Мне рассказали, что к востоку от Тивериадского озера для нужд римских гарнизонов выращиваются свиньи, однако провозить их мясо в Иерусалим строжайше запрещено из опасения навлечь на себя народный гнев. Таможенные посты вынуждены следовать этому правилу, хотя их симпатии целиком на стороне римлян. Поэтому свинина поступает в Антонию с дипломатической почтой и под императорской печатью.

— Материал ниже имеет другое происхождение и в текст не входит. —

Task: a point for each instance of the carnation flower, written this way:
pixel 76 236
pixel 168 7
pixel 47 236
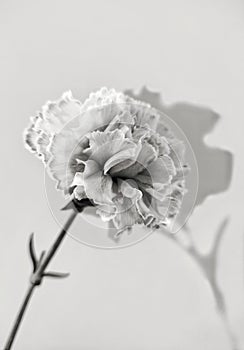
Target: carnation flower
pixel 114 151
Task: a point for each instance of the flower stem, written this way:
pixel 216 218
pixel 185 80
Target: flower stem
pixel 38 274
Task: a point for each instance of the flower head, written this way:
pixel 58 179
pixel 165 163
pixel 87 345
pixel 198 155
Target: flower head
pixel 114 151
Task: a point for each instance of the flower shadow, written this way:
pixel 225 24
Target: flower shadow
pixel 214 164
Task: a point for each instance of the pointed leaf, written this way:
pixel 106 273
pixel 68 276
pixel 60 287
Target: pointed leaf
pixel 32 251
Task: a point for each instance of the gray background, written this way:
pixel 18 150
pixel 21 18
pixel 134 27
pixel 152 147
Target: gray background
pixel 151 295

– Это напоминает мне, – сказал горевший желанием вмешаться в разговор Аденабар, – о единственном достойном сожаления поступке иудейского царя, который случился к востоку от Иордана, в Гадаринской окрестности. Этот Иисус не страдал чрезмерной суеверностью и охотно шел на нарушение иудаистских законов, даже в дни шабата. Однако он, должно быть, все же испытывал отвращение к свиньям, присущее людям его расы, поскольку больше года назад, прогуливаясь вместе со своими спутниками в этой местности, он сделал так, чтобы стадо свиней в тысячу голов бросилось с крутого склона прямо в море, где все они утонули; для владельца стада это составило огромные потери, но он никак не мог наказать виновных, которые сели в лодку и переправились в Галилею, по другую сторону границы; судебный иск против них ничего бы ему не дал, поскольку никто из них не обладал достаточным состоянием, живя лишь на одни подношения своих последователей и работая время от времени. Владельцу же стада пришлось смириться со своей судьбой; кроме того, неизвестно, удалось бы ему или нет подыскать свидетелей, поскольку слава назаретянина уже перешагнула на другую сторону реки, а творимые чудеса безмерно впечатлили народ.